TRIBUNNEWS.COM - Kisah tentang hewan yang berlarian turun menjelang letusan gunung api kerap menjadi penanda alam bagi masyarakat lokal untuk mengungsi.
Penelitian mantan Kepala Pusat Vulkanologi dan Mitigasi Bencana Surono di Kelud menjelaskan secara ilmiah soal binatang yang turun gunung menjelang letusan.
Giyono (71) hampir sepanjang hidupnya bertugas memantau aktivitas Gunung Kelud.
Dia bertugas di Pos Pemantauan Gunung Kelud di Desa Sugihwaras, Kediri, Jawa Timur.
Sudah empat kali dia menyaksikan letusan Kelud, yaitu tahun 1956, 1966, 1990, dan 2007.
Menurut kesaksiannya, sebelum Kelud meletus, binatang-binatang berlarian turun gunung.
”Biasanya ular dan kijang turun sebelum Kelud meletus,” katanya.
Geolog Museum Geologi, Indyo Pratomo, juga menyaksikan binatang yang turun menjelang letusan Gunung Kelud pada 10 Februari 1990.
Pada Desember 1989, Indyo yang saat itu meneliti untuk kepentingan disertasinya di Universitas Blaise Pascal, Clermont-Ferrand II, Perancis, menyaksikan ular piton yang keluar sarang dan ditangkap warga di lereng Kelud.

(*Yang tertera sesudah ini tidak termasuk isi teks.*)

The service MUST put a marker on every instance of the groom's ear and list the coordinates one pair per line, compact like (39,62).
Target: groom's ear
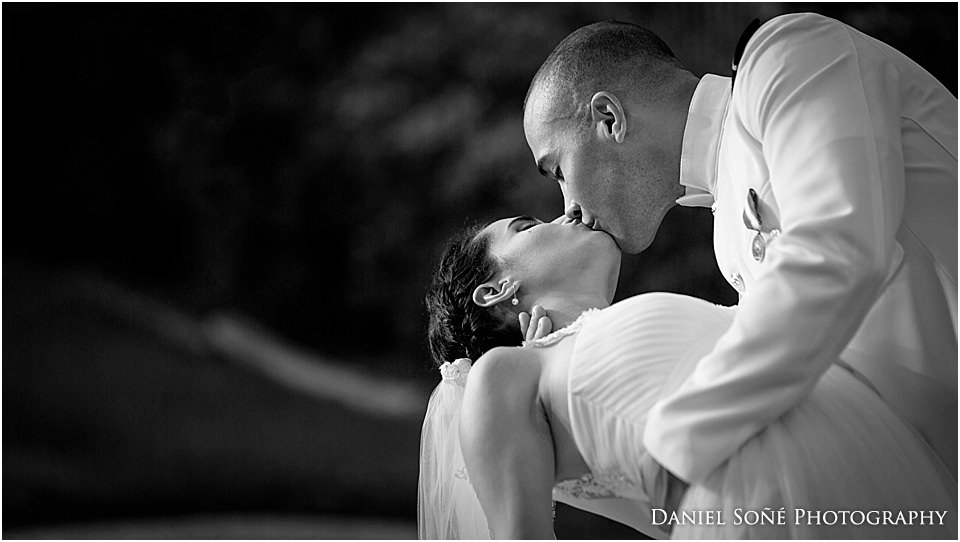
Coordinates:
(490,293)
(608,116)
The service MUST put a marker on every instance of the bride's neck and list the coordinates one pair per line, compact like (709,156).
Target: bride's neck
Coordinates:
(563,310)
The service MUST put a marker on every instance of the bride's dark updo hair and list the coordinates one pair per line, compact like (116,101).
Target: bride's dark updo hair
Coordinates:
(459,327)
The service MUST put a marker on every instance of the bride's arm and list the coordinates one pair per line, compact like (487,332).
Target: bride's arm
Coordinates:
(507,445)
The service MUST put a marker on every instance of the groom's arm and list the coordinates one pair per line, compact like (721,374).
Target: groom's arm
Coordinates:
(830,134)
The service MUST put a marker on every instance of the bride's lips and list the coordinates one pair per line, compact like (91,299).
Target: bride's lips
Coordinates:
(598,230)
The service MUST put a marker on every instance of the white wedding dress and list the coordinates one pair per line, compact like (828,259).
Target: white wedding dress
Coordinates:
(841,449)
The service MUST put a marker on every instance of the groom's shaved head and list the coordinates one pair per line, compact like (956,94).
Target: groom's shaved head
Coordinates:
(622,58)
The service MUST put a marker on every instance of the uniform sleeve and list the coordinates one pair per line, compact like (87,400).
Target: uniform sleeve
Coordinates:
(826,116)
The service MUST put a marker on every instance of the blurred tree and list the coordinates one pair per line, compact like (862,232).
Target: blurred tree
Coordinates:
(304,163)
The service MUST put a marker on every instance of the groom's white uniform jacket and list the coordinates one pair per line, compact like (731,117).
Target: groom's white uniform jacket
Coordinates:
(851,149)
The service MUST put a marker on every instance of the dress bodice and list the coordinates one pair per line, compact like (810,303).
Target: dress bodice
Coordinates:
(625,358)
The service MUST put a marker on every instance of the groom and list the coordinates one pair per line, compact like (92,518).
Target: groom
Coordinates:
(829,160)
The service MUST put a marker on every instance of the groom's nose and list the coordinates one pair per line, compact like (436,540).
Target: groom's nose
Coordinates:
(573,211)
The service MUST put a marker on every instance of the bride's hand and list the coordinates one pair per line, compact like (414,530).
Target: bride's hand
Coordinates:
(536,324)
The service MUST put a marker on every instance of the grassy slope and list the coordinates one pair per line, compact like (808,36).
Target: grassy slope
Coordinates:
(105,422)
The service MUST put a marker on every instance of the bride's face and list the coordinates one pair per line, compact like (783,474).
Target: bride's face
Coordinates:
(548,254)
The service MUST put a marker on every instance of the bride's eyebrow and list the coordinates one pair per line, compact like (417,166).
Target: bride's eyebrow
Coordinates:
(523,218)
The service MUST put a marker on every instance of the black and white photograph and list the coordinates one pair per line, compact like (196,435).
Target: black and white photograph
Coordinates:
(454,270)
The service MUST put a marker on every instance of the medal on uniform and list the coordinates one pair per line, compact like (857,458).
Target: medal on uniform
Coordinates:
(753,221)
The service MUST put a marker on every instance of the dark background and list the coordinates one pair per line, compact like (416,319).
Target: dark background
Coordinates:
(218,214)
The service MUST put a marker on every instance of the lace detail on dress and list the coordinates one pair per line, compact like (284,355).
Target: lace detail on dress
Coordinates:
(602,485)
(566,331)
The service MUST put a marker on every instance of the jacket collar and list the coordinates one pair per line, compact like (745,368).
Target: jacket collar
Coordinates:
(701,140)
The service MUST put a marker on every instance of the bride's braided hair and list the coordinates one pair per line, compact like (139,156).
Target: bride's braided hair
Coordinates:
(458,327)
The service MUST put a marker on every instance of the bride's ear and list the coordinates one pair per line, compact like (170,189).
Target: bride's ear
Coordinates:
(608,116)
(490,293)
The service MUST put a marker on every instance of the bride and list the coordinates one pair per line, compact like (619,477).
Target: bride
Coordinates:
(561,418)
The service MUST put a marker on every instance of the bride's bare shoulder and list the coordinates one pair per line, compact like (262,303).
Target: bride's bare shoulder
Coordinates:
(505,373)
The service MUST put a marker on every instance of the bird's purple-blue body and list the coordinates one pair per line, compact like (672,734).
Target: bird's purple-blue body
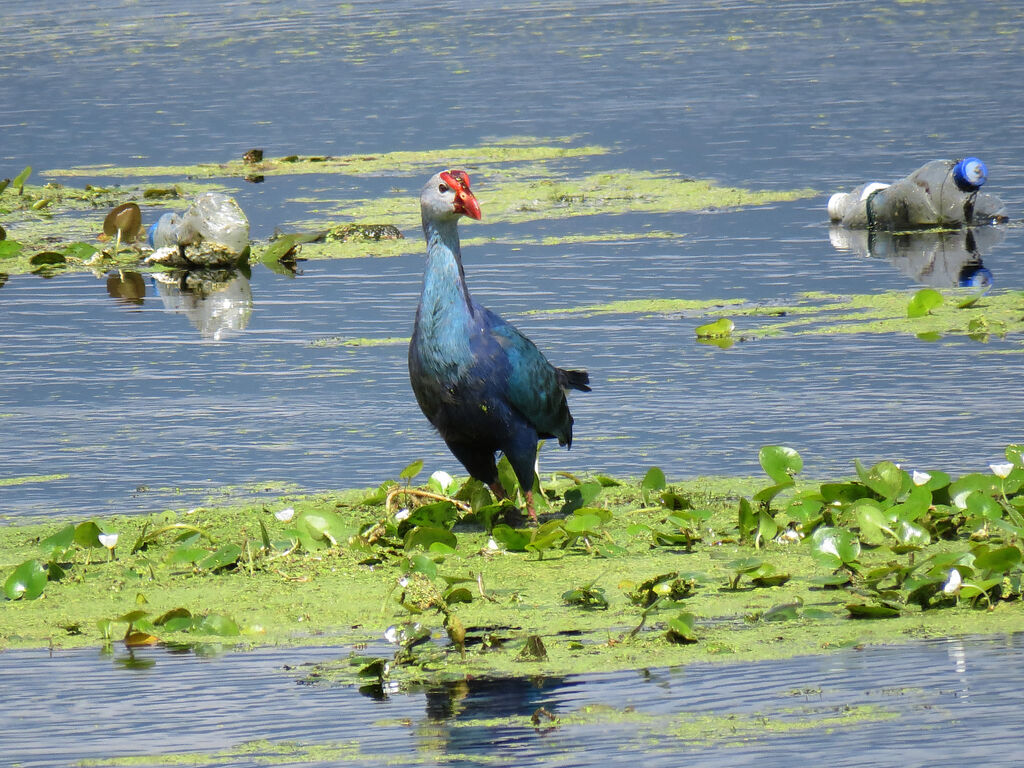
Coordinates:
(483,385)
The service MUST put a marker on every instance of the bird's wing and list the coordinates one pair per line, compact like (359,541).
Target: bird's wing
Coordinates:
(532,387)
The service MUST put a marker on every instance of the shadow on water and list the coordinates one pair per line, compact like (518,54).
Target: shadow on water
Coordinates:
(939,259)
(933,704)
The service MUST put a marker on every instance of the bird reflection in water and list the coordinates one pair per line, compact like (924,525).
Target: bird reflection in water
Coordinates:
(938,259)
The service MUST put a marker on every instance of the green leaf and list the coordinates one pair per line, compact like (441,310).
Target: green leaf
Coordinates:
(420,563)
(19,179)
(226,555)
(872,610)
(1015,454)
(9,248)
(87,535)
(834,547)
(422,538)
(652,481)
(748,518)
(582,496)
(885,478)
(186,555)
(924,302)
(780,463)
(719,329)
(28,581)
(783,612)
(215,624)
(997,560)
(912,535)
(60,541)
(681,628)
(512,539)
(412,470)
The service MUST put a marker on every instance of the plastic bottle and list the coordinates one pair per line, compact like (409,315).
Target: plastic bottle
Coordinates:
(217,220)
(940,194)
(165,230)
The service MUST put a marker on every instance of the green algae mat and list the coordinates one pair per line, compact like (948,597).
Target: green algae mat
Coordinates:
(616,574)
(526,180)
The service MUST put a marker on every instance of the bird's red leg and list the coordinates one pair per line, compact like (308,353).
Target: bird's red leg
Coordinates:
(529,505)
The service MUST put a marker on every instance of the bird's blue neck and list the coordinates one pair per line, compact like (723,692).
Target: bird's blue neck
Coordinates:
(444,282)
(445,308)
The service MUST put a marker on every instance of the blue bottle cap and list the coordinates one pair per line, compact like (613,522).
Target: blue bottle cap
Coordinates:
(970,173)
(978,278)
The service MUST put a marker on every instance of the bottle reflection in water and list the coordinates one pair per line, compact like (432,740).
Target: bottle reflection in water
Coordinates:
(217,302)
(938,259)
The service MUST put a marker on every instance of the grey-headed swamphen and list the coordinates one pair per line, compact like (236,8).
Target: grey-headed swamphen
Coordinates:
(483,385)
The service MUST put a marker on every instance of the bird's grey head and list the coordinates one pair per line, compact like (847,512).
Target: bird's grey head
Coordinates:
(446,196)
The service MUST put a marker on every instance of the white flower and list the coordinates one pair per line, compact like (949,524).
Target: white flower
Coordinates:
(952,583)
(285,514)
(443,479)
(1001,470)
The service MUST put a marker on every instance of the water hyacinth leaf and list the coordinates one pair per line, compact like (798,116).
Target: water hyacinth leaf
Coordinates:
(911,535)
(412,470)
(783,612)
(585,523)
(132,616)
(511,539)
(438,514)
(547,536)
(186,555)
(872,521)
(19,179)
(174,619)
(719,329)
(226,555)
(582,496)
(779,462)
(652,481)
(80,251)
(996,560)
(885,478)
(215,624)
(872,610)
(681,628)
(420,563)
(423,538)
(28,581)
(964,485)
(980,505)
(323,526)
(835,547)
(137,639)
(1015,454)
(9,248)
(87,535)
(830,581)
(924,302)
(58,542)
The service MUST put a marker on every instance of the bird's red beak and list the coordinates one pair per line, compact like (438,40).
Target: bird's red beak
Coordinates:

Bahkan, pada akhir Desember itu, Indyo dan rekannya, ahli gunung api dari Universitas Savoie, Perancis, Jean Van de Meulbreuck, dan Khairul Huda, petugas pos pemantauan Gunung Kelud, disengat ratusan tawon bangbara (Xylocopa spp)—tawon ndas, dalam bahasa Jawa— yang mengamuk tanpa sebab. Saat itu, mereka berada di terowongan, tak jauh dari kawah Kelud.
”Tawon itu seperti kebingungan dan marah kepada siapa saja yang ada di dekatnya tanpa sebab,” katanya.
Indyo dan kedua rekannya harus dirawat di rumah sakit karena sengatan ratusan tawon itu.
Di gunung-gunung lain, kisah serupa juga disebutkan para saksi mata. Selama ini kisah tentang turunnya hewan-hewan dari gunung api menjelang letusan sering dijadikan pertanda masyarakat lokal untuk turut mengungsi.
Binatang sering dianggap memiliki ”indra keenam” yang bisa mendeteksi sesuatu yang tak mampu diraba manusia.